Because they are polycations, the aminoglycosides cross membranes poorly. As a result, very little (about 1%) of an oral dose is absorbed. Hence, for treatment of systemic infections, aminoglycosides must be given parenterally (IM or IV). Absorption following application to the intact skin is minimal. However, when used for wound irrigation, aminoglycosides may be absorbed in amounts sufficient to produce systemic toxicity.

Distribution.

Distribution of aminoglycosides is limited largely to extracellular fluid. Entry into the cerebrospinal fluid is insufficient to treat meningitis in adults. Aminoglycosides bind tightly to renal tissue, achieving levels in the kidney up to 50 times higher than levels in serum. These high levels are responsible for nephrotoxicity (see below). Aminoglycosides penetrate readily to the perilymph and endolymph of the inner ear, and can thereby cause ototoxicity (see below).
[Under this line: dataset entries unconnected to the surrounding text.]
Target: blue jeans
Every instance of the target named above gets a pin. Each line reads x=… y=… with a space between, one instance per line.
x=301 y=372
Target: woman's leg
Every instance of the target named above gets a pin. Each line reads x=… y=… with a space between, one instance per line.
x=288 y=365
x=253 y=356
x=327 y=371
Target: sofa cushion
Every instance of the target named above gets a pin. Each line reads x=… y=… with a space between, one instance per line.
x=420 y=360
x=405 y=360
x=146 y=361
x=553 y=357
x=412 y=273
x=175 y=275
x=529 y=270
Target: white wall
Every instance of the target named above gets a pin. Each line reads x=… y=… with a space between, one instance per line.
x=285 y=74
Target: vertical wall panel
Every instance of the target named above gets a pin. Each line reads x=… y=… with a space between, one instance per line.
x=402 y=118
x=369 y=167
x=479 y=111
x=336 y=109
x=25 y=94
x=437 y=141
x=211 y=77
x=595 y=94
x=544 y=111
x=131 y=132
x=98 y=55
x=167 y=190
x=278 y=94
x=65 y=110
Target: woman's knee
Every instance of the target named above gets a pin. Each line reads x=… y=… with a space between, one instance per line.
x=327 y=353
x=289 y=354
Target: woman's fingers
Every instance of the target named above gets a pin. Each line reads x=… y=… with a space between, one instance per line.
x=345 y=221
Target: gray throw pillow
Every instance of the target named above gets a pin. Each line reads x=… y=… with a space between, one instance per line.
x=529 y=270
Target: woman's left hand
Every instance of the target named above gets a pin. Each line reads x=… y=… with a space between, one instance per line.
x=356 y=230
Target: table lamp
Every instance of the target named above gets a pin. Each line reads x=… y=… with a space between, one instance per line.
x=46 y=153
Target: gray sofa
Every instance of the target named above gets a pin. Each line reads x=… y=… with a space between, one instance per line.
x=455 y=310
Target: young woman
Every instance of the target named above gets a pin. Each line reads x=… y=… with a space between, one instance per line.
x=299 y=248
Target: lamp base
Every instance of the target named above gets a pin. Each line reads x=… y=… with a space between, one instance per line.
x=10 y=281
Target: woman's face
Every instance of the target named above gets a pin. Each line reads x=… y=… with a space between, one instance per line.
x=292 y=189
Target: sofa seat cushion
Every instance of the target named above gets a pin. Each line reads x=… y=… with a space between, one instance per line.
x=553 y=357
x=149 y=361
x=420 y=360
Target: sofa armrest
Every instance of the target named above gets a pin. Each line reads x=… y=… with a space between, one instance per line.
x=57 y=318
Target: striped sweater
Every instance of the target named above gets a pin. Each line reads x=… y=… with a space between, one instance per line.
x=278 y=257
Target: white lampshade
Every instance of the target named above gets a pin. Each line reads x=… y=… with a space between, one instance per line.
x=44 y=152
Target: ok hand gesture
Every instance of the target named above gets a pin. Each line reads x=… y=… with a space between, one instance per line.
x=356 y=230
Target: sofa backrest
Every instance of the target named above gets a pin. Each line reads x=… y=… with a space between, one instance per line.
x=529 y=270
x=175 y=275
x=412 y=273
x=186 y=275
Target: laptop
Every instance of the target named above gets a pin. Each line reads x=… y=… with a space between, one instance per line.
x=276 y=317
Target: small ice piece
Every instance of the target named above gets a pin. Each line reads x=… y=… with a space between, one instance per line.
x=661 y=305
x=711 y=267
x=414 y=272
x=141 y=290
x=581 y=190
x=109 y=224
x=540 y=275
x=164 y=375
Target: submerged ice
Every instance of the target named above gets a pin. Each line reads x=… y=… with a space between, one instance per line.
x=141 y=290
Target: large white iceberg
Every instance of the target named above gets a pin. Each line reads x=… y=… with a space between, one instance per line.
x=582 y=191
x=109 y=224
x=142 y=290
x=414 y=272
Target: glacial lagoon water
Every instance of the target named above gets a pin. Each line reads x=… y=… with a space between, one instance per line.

Aminoglycosides can cross the placenta and may be toxic to the fetus.

Elimination.

The aminoglycosides are eliminated primarily by the kidney. These drugs are not metabolized. In patients with normal renal function, half-lives of the aminoglycosides range from 2 to 3 hours. However, because elimination is almost exclusively renal, half-lives increase dramatically in patients with renal impairment (see Table 87–1). Accordingly, to avoid serious toxicity, we must reduce dosage size or increase the dosing interval in patients with kidney disease.

Interpatient variation.

Different patients receiving the same aminoglycoside dosage (in milligrams per kilogram of body weight) can achieve widely different serum levels of drug. This interpatient variation is caused by several factors, including age, percent body fat, and pathophysiology (eg, renal impairment, fever, edema, dehydration). Because of variability among patients, aminoglycoside dosage must be individualized. As dramatic evidence of this need, in one clinical study it was observed that, in order to produce equivalent serum drug levels, the doses required ranged from as little as 0.5 mg/kg in one patient to a high of 25.8 mg/kg in another—a difference of more than 50-fold.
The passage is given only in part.